You just know it’s going to be a good day when you wake up to find that no North Korean nuclear warheads cobbled together from a radium-dial Timex, bits of this and that ordered online from RadioShack, and an old Estes model rocket kit have burrowed into the front lawn, hissing and popping like one of your old Led Zep’ LPs.

Still, it’s early yet. Grampa’s birthday isn’t until Monday.

And you just know that fingers attached to irritated politicos worldwide are tapping nervously near big red buttons. It must be an awful temptation.

“Seriously, will anyone miss the little fucker? Huh? Whaddaya think? Let’s drop the big one and see what happens.”

Another storm a-brewing

Patrick O’Brien notes in comments that Team Sho-Air-Cannondale plans to race Arizona’s Whisky Off-Road despite the threat of fines or suspensions for any UCI-licensed riders who dare take part in events that lack the blessing of that august body and its enforcers at USA Cycling.

Good on Sho-Air president Scott Tedro and his team for having a go here. The issue has been simmering for quite a while now, even getting the attention of the mainstream media, and I’m curious to see whether more licensees will join Sho-Air in taking a stand.

UCI and USAC are spreading the usual fertilizer about growing the sport and professional standards, hinting none too suavely that anyone racing an unsanctioned event is practically begging to get flogged by dopers or hung out to dry by substandard insurance.

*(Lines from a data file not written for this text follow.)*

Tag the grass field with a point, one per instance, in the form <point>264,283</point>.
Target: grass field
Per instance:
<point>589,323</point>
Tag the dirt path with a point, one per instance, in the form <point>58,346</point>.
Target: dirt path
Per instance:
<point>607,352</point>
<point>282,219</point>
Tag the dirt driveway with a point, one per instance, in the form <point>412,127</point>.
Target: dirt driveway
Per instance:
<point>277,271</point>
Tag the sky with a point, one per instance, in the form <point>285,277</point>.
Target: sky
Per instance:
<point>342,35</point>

But it smells like the same old monopolistic, might-makes-right, fuck-you-we’re-in-charge-here bullshit that led to the American Cycling Association, the Oregon Bicycle Racing Association and other groups going their own way back in the day.

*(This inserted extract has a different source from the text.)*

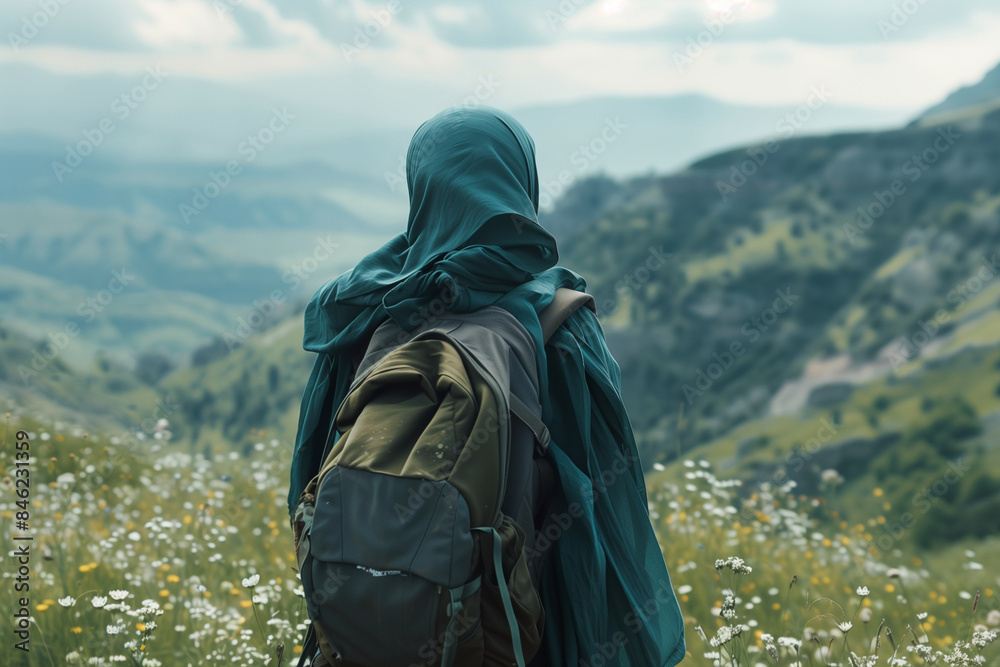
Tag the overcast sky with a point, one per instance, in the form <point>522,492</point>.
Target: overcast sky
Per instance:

I don’t personally have a dog in this fight. My last race was 10 years ago, when the ACA was still the Rebellion to USA Cycling’s Empire. Today it’s once again a client state of the Empire, reclaiming its old name of the Bicycle Racing Association of Colorado, and I have no interest in repatriating in order to spend my weekends getting shelled at parking-lot crits in Denver while USAC and the UCI pass the time hunting new ways to piss off everyone in the sport.

That said, I’m happy to see someone with skin in the game taking a stand against this ridiculous rule. If unsanctioned events pose any threat at all it’s to the governing bodies’ bottom lines. They claim to be offering a superior product. Fine. Let them prove it in the marketplace instead with the rulebook.

Storm of the century!

Snowpocalypse
I’ve seen bigger blizzards at Dairy Queen.

Or not.

A meteorologist must feel kinship with the Denver Broncos on a day like today. First, the big buildup — and then, the even bigger letdown.

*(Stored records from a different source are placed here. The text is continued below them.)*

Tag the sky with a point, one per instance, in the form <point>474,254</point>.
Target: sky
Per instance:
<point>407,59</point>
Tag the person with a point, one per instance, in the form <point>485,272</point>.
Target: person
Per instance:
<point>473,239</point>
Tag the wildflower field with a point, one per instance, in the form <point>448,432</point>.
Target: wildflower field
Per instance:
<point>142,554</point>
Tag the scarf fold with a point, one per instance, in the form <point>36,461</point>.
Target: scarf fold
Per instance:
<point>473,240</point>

We’ve not given up hope for a little moisture, mind you. The National Weather Service is still predicting snow showers, but the dumper has been dialed back to a dribble. And if this wind keeps up it will all end up in northeastern New Mexico anyway.

Naturally, the schools are all closed. Small wonder the nation’s supply of idiots is constantly on the rise.

When I was a sprout they wouldn’t close the schools if they were on fire and full of serial killers. And we had to walk to school, uphill both ways, in the snow. Real snow! Not this global-warming shit that looks like a drunk redneck took half a can of white Krylon to his plastic Christmas tree.

Blow, winds, and crack your cheeks!

Hey, bud!
Hey, bud!

It’s probably a good thing I snapped a pic of our apricot tree this afternoon, when it was still a balmy 60-something and sunny.

Shortly thereafter sprang up from the north a blossom-shredding, sandblasting wind that would have done credit to “Lawrence of Arabia.” I ventured into it, briefly, to take out the trash, and spent the next half hour scouring Wyoming’s topsoil from my nostrils using a melon baller.

Next up is the rain, with snow on deck. Tomorrow should be about 40 degrees less enchanting than today, which is probably just as well, as I have journalism to do and being confined to quarters serves marvelously to sharpen one’s focus on the task at hand.